November 21, 2017 06:22 PM
After a father and daughter drowned off Park Point in August, Gary Glass, a member of the Park Point Community Club asked, 'Can we do better?'
Glass set out to talk to first responders and research ways future water emergencies could be prevented.
"There is a duty to warn, there's a duty to protect and a duty to educate," Glass said.
He broke his suggestions out into those three categories in a report sent to city councilors, Mayor Emily Larson and Park Point Community Club members.
For Glass, it's also personal. He had a friend drown when he was in elementary school.
"They jumped off their raft, tried to swim to shore, and one of them didn't make it.
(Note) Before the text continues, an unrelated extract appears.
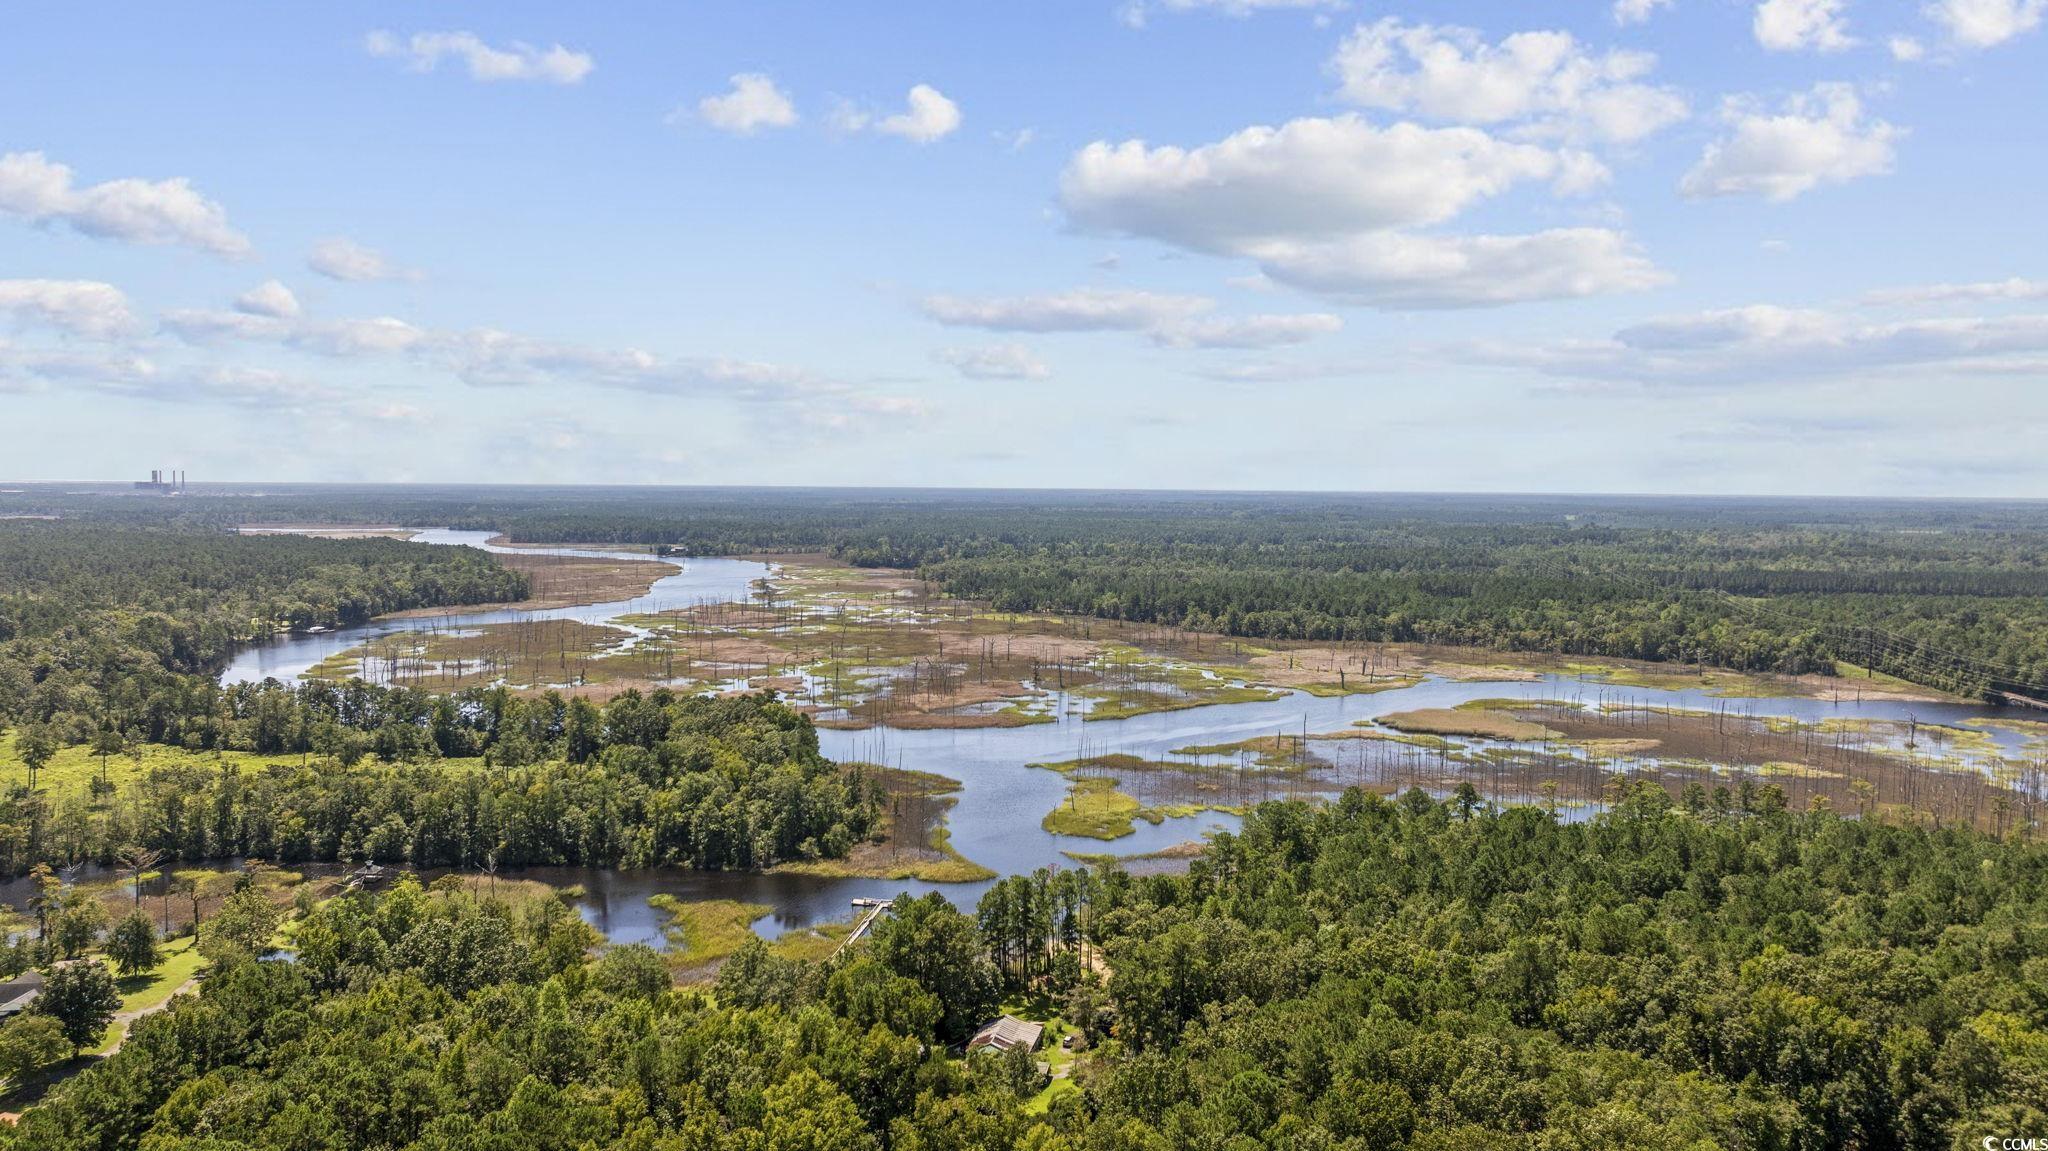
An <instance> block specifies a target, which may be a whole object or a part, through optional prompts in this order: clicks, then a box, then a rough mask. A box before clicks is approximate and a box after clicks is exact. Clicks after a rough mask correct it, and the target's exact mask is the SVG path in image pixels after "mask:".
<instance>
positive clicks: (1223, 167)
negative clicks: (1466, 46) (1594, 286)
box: [1059, 115, 1563, 252]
That was when I was 7," Glass said. "So the hazards are burned into my head."
Thousands of people come to enjoy the Twin Ports' beaches every year. But Lake Superior isn't just any lake. And one way Glass thinks both visitors and locals could be warned is better signage.
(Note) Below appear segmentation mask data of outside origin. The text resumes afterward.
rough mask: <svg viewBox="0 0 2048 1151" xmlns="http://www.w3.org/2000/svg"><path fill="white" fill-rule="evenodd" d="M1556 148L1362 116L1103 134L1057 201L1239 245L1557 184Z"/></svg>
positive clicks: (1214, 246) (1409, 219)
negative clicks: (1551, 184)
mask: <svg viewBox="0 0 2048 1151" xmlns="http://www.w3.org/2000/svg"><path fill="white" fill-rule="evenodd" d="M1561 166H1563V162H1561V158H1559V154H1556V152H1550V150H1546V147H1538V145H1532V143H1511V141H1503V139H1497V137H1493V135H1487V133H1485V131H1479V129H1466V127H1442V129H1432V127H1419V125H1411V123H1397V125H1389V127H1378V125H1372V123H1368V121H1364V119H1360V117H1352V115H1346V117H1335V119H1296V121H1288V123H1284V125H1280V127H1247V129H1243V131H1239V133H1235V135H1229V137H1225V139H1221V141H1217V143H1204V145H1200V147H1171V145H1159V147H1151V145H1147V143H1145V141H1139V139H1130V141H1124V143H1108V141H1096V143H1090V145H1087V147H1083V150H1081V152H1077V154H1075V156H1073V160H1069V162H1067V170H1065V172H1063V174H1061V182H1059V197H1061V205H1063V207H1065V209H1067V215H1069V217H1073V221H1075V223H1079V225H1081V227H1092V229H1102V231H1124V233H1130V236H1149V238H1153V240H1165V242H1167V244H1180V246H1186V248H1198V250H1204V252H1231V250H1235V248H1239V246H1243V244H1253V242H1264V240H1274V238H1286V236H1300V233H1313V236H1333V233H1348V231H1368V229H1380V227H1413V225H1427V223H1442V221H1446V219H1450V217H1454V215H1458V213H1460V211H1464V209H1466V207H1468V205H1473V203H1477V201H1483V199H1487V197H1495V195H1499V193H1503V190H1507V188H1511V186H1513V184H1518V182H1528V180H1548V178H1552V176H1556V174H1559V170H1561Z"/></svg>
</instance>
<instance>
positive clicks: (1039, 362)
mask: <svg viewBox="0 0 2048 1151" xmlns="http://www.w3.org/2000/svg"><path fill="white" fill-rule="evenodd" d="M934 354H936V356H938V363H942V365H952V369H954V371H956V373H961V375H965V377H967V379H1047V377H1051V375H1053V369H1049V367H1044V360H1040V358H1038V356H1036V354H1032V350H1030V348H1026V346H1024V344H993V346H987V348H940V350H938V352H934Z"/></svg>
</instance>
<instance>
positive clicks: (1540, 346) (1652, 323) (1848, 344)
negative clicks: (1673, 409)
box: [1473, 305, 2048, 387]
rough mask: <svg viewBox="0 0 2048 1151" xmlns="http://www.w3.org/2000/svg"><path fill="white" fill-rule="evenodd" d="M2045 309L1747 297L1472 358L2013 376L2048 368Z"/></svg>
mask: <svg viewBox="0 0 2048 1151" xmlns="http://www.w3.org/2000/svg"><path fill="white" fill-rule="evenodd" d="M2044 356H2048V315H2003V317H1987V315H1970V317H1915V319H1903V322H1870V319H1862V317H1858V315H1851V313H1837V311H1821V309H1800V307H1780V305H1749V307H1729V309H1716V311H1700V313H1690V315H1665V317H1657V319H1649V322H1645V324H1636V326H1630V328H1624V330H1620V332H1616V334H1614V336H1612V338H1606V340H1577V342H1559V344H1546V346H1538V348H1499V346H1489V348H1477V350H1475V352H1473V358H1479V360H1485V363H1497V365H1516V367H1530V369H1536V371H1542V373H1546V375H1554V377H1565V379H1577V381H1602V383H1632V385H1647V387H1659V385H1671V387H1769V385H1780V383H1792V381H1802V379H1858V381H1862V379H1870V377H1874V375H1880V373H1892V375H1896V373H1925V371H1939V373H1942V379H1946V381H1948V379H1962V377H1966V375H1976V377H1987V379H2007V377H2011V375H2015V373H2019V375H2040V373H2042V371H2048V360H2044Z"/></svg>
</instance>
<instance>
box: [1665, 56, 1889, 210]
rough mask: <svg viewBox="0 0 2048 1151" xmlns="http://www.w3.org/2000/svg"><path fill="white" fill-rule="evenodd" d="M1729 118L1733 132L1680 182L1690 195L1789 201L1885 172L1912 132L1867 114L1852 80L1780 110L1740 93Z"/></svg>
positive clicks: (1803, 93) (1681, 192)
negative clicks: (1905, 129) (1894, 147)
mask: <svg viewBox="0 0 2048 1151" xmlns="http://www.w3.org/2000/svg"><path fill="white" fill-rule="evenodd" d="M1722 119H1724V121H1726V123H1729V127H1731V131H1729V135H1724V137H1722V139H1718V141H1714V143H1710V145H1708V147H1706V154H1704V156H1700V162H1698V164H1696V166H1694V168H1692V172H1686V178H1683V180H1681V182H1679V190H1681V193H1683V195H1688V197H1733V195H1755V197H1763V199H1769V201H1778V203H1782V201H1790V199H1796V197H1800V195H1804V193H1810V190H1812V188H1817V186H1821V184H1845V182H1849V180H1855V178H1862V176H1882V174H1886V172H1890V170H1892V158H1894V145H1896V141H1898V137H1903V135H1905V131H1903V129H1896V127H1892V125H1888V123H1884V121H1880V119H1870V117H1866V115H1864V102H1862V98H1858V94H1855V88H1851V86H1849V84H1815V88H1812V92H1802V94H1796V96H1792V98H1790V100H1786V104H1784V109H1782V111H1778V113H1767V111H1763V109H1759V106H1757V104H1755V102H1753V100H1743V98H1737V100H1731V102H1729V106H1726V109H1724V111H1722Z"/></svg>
"There are no warning signs on the pathways to the beach by the parking lots," Glass said.
Plus, he thinks the signs should specifically warn people that there have been drownings.
"We know it's a real and present danger during storm times," Glass said.
On that note, his report suggested hiring "beach monitors" to staff swimming areas when lifeguards are not present.
"Require trained 'beach monitors' to be present, when lifeguards are not, at public beaches during times posted for no swimming, on days of rough water, to warn visitors of added hazards of swimming in rough water," Glass' report reads.
It also recommends requiring children to wear life jackets and requiring supervision when children swim in Lake Superior. It also suggests adding buoys to define swimming areas.
The report gets into a few ways the professional emergency response could be improved as well. You can read the full report here.
The last element is education. Glass suggests increasing water safety programs in schools for locals and running safety videos at local hotels, motels and rentals to warn visitors.
The report concludes, "The purpose of the Park Point Community Club is to work for the betterment of the Community and the welfare of its residents. Members have expressed interest to help make needed changes necessary to reduce or eliminate all preventable drowning deaths at the Lake Beach Park of Park Point."
City officials said Tuesday they have received the report and are digesting it. Duluth Fire Chief Dennis Edwards said his department is working on improvements, and he will be able to comment on those Wednesday.